‘Appalling’ false convictions for UK Post Office ‘thefts’ spur outrage
London: Public anger is mounting over what has been described as Britain’s biggest ever miscarriage of justice that saw hundreds of subpostmasters wrongly convicted of theft because of a computer software glitch.
Lives were ruined by the false accusations that led to some Post Office branch managers being jailed, going bankrupt, losing their homes and their health.
Four people took their own lives and dozens of those since exonerated died without seeing their names cleared.
Now, a TV drama telling the story of the subpostmasters’ ordeal at the hands of their own employer has generated a wave of sympathy for the victims.
Critics hailed the four-part “Mr Bates vs The Post Office”, broadcast last week, for humanising the ordeal of hundreds of people prosecuted for false accounting and theft between 1999 and 2015.
Far from being criminals, the subpostmasters — pillars of their local communities — had not stolen a penny.
In fact they were the victims of flawed accounting software and the state-owned Post Office’s determination to defend it.
Following the broadcast, a petition calling for former Post Office boss Paula Vennells to be stripped of an honour she received from Queen Elizabeth II has garnered more than a million signatures.
Prime Minister Rishi Sunak described the scandal as an “appalling miscarriage of justice” that should “never have happened”.
The drama stars award-winning actor Toby Jones as Alan Bates, who leads a long David and Goliath battle to prove the postmasters’ innocence.
It documents the fear and desperation of the branch managers as they struggled with the new “Horizon” software supplied by Japanese tech giant Fujitsu.
In one scene, subpostmaster Jo Hamilton is depicted calling a helpline only to see the supposed shortfall in her accounts double on the screen as she speaks.
Hamilton was accused of stealing £36,000 ($45,000) but pleaded guilty to false accounting for fear of being sent to jail.
More than 700 subpostmasters ended up with criminal convictions as a result of the scandal, with 236 serving jail time.
Jess Kaur, whose story was featured in the TV programme, broke down as she recounted the shame of being dragged before a judge for a crime she had not committed.
“It drove me so mad that I tried to commit suicide,” she told Good Morning Britain, adding that after she was accused customers would spit on the floor of her shop in disgust.

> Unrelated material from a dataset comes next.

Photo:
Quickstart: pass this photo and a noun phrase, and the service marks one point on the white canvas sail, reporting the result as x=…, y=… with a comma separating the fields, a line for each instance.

Kevan Jones, an MP who sits on a board set up to award compensation to victims, said the programme had successfully communicated the depths of the subpostmasters’ suffering.
“The drama was very good not only at exposing the lies and deceit that took place, it showed the complete heartache and broken lives,” he said.
He warned, however, that it would be difficult to get more convictions overturned because “most of these people will not come forward… They will not go anywhere near a court of law because of the trauma”.
To date only 93 convictions have been formally overturned.
In 2017, Bates and five others took the Post Office to court on behalf of 555 subpostmasters.
Two years later the High Court ruled that it had been computer errors, not criminality, that had been behind the missing money.
Judge Peter Fraser condemned the Post Office for “institutional obstinacy” over its refusal to properly investigate the real source of the problem.
A public inquiry into the scandal opened in February 2022 but has yet to examine who at the top of the Post Office knew what and when.
Victims hope it will establish who was responsible for Post Office lawyers hounding innocent people through the courts even after credible doubts had been raised about Horizon.
Nick Wallis, a journalist and author of “The Great Post Office Scandal”, said the way Post Office investigators had gone about prosecuting people had been an “absolute racket” and its board had gone “out of its way to cover it up”.
“We are seeing the people who are still able to function and still able to tell their stories,” he said.
Many others, he said, had been so traumatised by the “hell they went through” they had completely withdrawn from their communities.
James Arbuthnot, an MP at the time of the scandal who campaigned on behalf of victims, said the number of people formally cleared was “pathetically small” and called for parliament to step in.
“We’ve seen the way that investigators behaved… contrary to the rule of law,” he said.
“These convictions have got to be set aside.”